"With Fewer Big-Ticket Deals, Japan Transaction Volume Falls 27% y-o-y to JPY 3 trillion Lowest Expected Yields Recorded for Tokyo Hotels, Logistics, Retail; and Regional Cities Office" says Asuka Honda, Associate Director of CBRE Research
CBRE released the Q4 2018 edition of its Japan Investment MarketView along with its 62nd CBRE Japan Cap Rate Survey.
Asuka Honda, Associate Director of CBRE Research, told WILLIAMS MEDIA "Commercial real estate investment volume decreased by 27% y-o-y in 2018, despite strong investor appetite due to continued favorable funding environment. The main reason was a drop in the number of large transactions by overseas investors. In Q4, investment in regional cities accounted for 34% of the total, the highest since the survey started in 2005. With investment in central Tokyo becoming increasingly difficult, we see investment in regional areas continuing to grow as investors seek higher yields."
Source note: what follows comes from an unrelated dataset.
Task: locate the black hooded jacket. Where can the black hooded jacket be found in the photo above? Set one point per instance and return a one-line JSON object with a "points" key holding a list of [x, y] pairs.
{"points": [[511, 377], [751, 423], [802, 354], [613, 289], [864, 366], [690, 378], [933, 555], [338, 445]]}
Asuka Honda, Associate Director of CBRE Research
Global Investment Market
2018 sets record for global investment, driven by strong U.S. market
Global commercial real estate (CRE) investment volume was up 5% from 2017 to US$1.03 trillion in fixed exchange rates. 2018 has surpassed 2015 as the best year for global investment volume in the current cycle starting in 2010. In the second half of 2018, global investors turned to the U.S. for yield sourcing and fairly-priced M&A opportunities. The U.S., accounting for 52% of global transactions, registered 15% growth in annual investment volume (including entity-level transactions). EMEA investment volume was US$ 357 billion which matched 2017’s high volume, with Europe up by 1%. Asia Pacific went through a sluggish year with investment volume down by 11% to US$ 125 billion. Softness prevailed in Asia Pacific, but investment picked up pace in the fourth quarter.
Japan Investment Market (Figure 1)
2018 transaction volume fell by 27% y-o-y to JPY 3.0 trillion, mainly due to fewer big ticket deals
Commercial real estate transaction volume in 2018 (deals worth JPY 1.0 billion or more, excluding land transactions and J-REITs’ property acquisitions via IPO) fell by 27% y-o-y to JPY 3.0 trillion. This was mainly due to a drop in the number of transactions, primarily large deals. While the total number of transactions in 2018 fell by 17% y-o-y, the number of transactions exceeding JPY 30 billion decreased by 52% y-o-y. These large transactions accounted for 22% of total deals, down sharply from the previous year (41%).
Expected Yields (Figure 2)
Expected yields for hotels, logistics, and retail in Tokyo at record lows
CBRE's latest cap rate survey in January 2019 found that average 2 expected yield (NOI 3 basis) in Tokyo fell q-o-q for three asset types, including hotels (management contract), logistics (Tokyo Bay Area) and retail (Ginza Chuo-dori). ). In fact, record low yields were recorded for these three assets. Expected yields for regional offices dropped in Osaka and Hiroshima by 4bps and 5bps, respectively. In both cities, the yields are at their lowest levels since the survey began.
CBRE Tankan Survey (Figure 3)
Investor appetite running high, due to favorable funding environment
CBRE's Tankan Survey of Tokyo Grade A office buildings conducted in January 2019 found that the DI for "stance on investment and loans" dropped by 1 point q-o-q to 26, only because of a rise in those answering "maintaining the current level". The proportion of those answering "restrained" has remained under 3% since April 2017. With regards logistics facilities (Greater Tokyo, multi-tenant type), the DI for stance on investment and loans improved by 4 points y-o-y to 28.
Noteworthy Trends
Property prices at a high, continued gap between prices expected by buyers and sellers.
With property prices at a high, lenders and investors (buyers) appear to be taking a more selective approach to properties. Meanwhile, given the scarcity of quality properties, cap rates being sought by
sellers remain low. Thus it is taking more time to reach agreement on transactions, and the situation
is unlikely to change any time soon. Investors are likely to be increasingly drawn to prime properties
in regional areas where the yields are still relatively high and there is further upside in office rents.